Sin embargo, esa unidad también fue un esfuerzo hispanoamericano. Hace 130 años, Andrés Bello, en el prólogo a su Gramática, temía que el español americano evolucionara para transformarse lentamente “en una multitud de dialectos[…]; embriones de idiomas futuros, que durante una larga elaboración reproducirían en América lo que fue la Europa en el tenebroso período de la corrupción del latín. Chile, el Perú, Buenos Aires, México, hablarían cada uno su lengua”.

¿Y qué tendría de malo que los países latinoamericanos hablasen hoy diversos idiomas?, podría preguntar algún desaprensivo, o un nacionalista. Pues tendría de malo que a la trágica desunión política y económica de Latinoamérica, madrina de nuestra irrelevancia global y nuestro subdesarrollo, se añadiría una desunión cultural, ésta sí que irrevocable.

En parte fue por ello que, pese a sus independencias, y con no poca oposición interna, los países hispanoamericanos aceptaron, de hecho, un diccionario y una gramática comunes que ayudasen a mantener la unidad del idioma. Sin caer, por eso, en el “purismo supersticioso” que también reprobaba Bello, y mucho antes de que las palabras “unidad en la diversidad” se transformaran en lema, hispanoamericanos y españoles ya las practicábamos con nuestro idioma.

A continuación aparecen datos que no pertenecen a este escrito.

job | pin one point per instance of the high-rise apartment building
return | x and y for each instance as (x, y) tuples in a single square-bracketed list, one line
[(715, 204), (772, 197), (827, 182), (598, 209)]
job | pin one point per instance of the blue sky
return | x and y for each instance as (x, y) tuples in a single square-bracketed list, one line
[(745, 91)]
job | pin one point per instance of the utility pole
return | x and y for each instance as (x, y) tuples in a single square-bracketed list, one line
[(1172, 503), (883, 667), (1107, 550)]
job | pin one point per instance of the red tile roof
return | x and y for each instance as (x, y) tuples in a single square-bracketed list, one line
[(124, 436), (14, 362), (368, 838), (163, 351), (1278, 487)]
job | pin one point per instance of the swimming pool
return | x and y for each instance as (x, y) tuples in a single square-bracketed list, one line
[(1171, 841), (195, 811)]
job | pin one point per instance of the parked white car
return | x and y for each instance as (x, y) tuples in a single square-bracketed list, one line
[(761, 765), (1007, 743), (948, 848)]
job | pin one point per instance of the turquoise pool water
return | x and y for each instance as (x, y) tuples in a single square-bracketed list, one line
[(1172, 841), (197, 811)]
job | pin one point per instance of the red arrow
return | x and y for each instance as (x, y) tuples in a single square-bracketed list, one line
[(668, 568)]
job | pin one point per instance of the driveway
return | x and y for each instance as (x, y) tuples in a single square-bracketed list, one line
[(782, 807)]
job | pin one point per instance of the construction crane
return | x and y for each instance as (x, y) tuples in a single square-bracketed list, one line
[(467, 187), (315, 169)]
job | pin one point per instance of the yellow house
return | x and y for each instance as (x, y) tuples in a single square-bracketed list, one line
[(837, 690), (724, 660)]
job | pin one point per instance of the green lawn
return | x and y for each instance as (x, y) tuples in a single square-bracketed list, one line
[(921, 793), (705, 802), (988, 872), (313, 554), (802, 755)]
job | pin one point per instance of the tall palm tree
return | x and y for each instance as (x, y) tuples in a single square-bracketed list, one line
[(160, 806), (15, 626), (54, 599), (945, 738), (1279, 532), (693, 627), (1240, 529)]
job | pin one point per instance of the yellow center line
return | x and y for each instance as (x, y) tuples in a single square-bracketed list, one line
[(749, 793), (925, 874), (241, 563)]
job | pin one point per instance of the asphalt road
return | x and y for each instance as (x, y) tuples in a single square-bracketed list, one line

Pero unidad y diversidad son fuerzas en tensión permanente. Todas las lenguas más o menos extendidas pulsan con ese movimiento de sístole y diástole, en virtud del cual tanto pueden comunicar a extraños como incomunicar a los vecinos y conocidos. Este nuevo DILE refuerza esa unidad del idioma que aceptamos desde antiguo. En el futuro habrá que profundizar, aún más, en esa rica diversidad que asimismo nos une.

El español, tanto o más que otros idiomas, es mestizo por su naturaleza y tradición. Reflejar —e incluso alentar— ese mestizaje será la mejor forma de garantizar la vitalidad y fortaleza de nuestra lengua. Y, por si esto fuera poco, esa estupenda y divertida mescolanza, recogida en el DILE, nos permitirá reírnos de los fanáticos de las identidades y las lenguas supuestamente puras. Por ejemplo, reírnos con el buen humor que nos sugiere este otro “juego en el cementerio”, también presente en Rayuela: “Entre él y Oliveira le dedicaron a Talita un poema épico en el que las hordas farmacéuticas invadían Cataluña sembrando el terror, la piperina y el eléboro”.

Carlos Franz es escritor y miembro de la Academia Chilena de la Lengua.